As far as mods. The only difference now between your 180q and a 225 is the fact that the 225 has a second side mount intercooler, and it has a bigger turbo. To yield better power:
1- Consider going big turbo or midsized turbo. Many options out there however this will require you to do the connecting rods in the engine. Or you can get a K04 Hybrid turbo which will yield more boost than a standard k04 and give you more power than a standard 225 setup.
2- Get a Front Mount Intercooler. I used a generic ebay one and it works wonders. Make sure the well size is BIGGER than 2.5" and you should be good. Mine's 2.75" for reference. 3" is preferred but harder to fit.
You will probably need additional piping or you'll have to buy the "L" upper boost pipe with resonator (or the forge unresonated one) that comes on the 225 to complete the intercooler piping.

Other than that, you have the 6 speed, you have the AWD, and you have the same engine. The old owner already did the hard part imo (the tranny swap).


----------



## Tempes_TT (Oct 24, 2010)

Let me know what your Engine code is. I just pulled an APR 93oct tune out of my 2000 TT with an ATC. Woke the 180q up real quick. Ill let it go for real cheap if youre interested. :thumbup:


----------



## Majestimatix (Jun 7, 2015)

Where do I find the engine code?


----------



## SteveCJr (Aug 3, 2008)

Majestimatix said:


> Where do I find the engine code?


If you pull up the engine cover, it should be stamped there on the front left side of the head. At least that's where my AMU is stamped.


----------



## Tempes_TT (Oct 24, 2010)

IIRC, all early 2000 Quattros were ATCs. :thumbup:


----------



## krp33 (Jan 22, 2014)

I have a 2000 ATC 180q. If the original poster is not interested in the APR ECU, I am. Why did you pull it out?


----------



## Tempes_TT (Oct 24, 2010)

krp33 said:


> I have a 2000 ATC 180q. If the original poster is not interested in the APR ECU, I am. Why did you pull it out?


I pulled the stock motor out in favor of a built one + bigger turbo.


----------



## krp33 (Jan 22, 2014)

It doesn't look like the original poster is interested in the ecu. If you don't mind offering it to me, let me know.


----------



## killjoy593 (Apr 27, 2015)

Are the gonzo tunes as reliable as the apr or unitronic? I remember there was a thread about someone getting the tune and when they went to pull on the highway, the car over boosted and put a hole in the block. Made me a bit hesitant with the tune.


----------



## Tempes_TT (Oct 24, 2010)

krp33 said:


> It doesn't look like the original poster is interested in the ecu. If you don't mind offering it to me, let me know.


pm sent


----------



## Marcus_Aurelius (Mar 1, 2012)

killjoy593 said:


> Are the gonzo tunes as reliable as the apr or unitronic? I remember there was a thread about someone getting the tune and when they went to pull on the highway, the car over boosted and put a hole in the block. Made me a bit hesitant with the tune.
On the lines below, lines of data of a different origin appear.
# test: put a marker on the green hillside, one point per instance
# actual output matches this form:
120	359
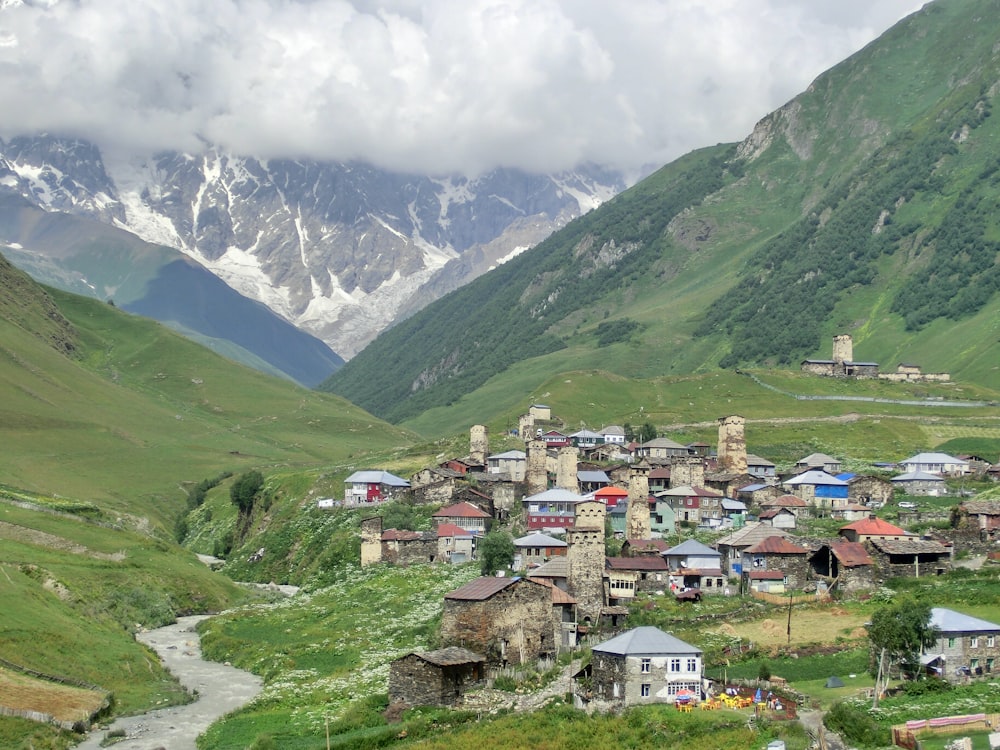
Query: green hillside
117	410
863	206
I think safe is a better word to use -- is a Gonzo tune as safe as APR or Unitronic? Yes, they are all similar with the GTS tune going a few steps further to provide extra power and some additional features that are typically not offered with other off-the-shelf tunes. As long as the tune safely set your AFR and timing curve for the fuel that you run, they have nothing to do really with reliability. 

Mechanical condition, maintenance, and supporting mods are what will give the "reliability" or not. ECU tuning makes the engine work harder and the extra stress tend to expose underlying mechanical problems that needed to be addressed. Things like diverter valves, ignition coils and plugs, old tired vacuum/boost hoses, weak/tired cooling systems, weak fuel pump and delivery, etc. are all areas that will show their weaknesses when the ECU is tuned. Make sure all these components and systems are in good running order and the tune in itselve will keep the car running safely (regardless of the brand). :beer:


----------



## krp33 (Jan 22, 2014)

Tempes_TT said:


> pm sent


Reply sent


----------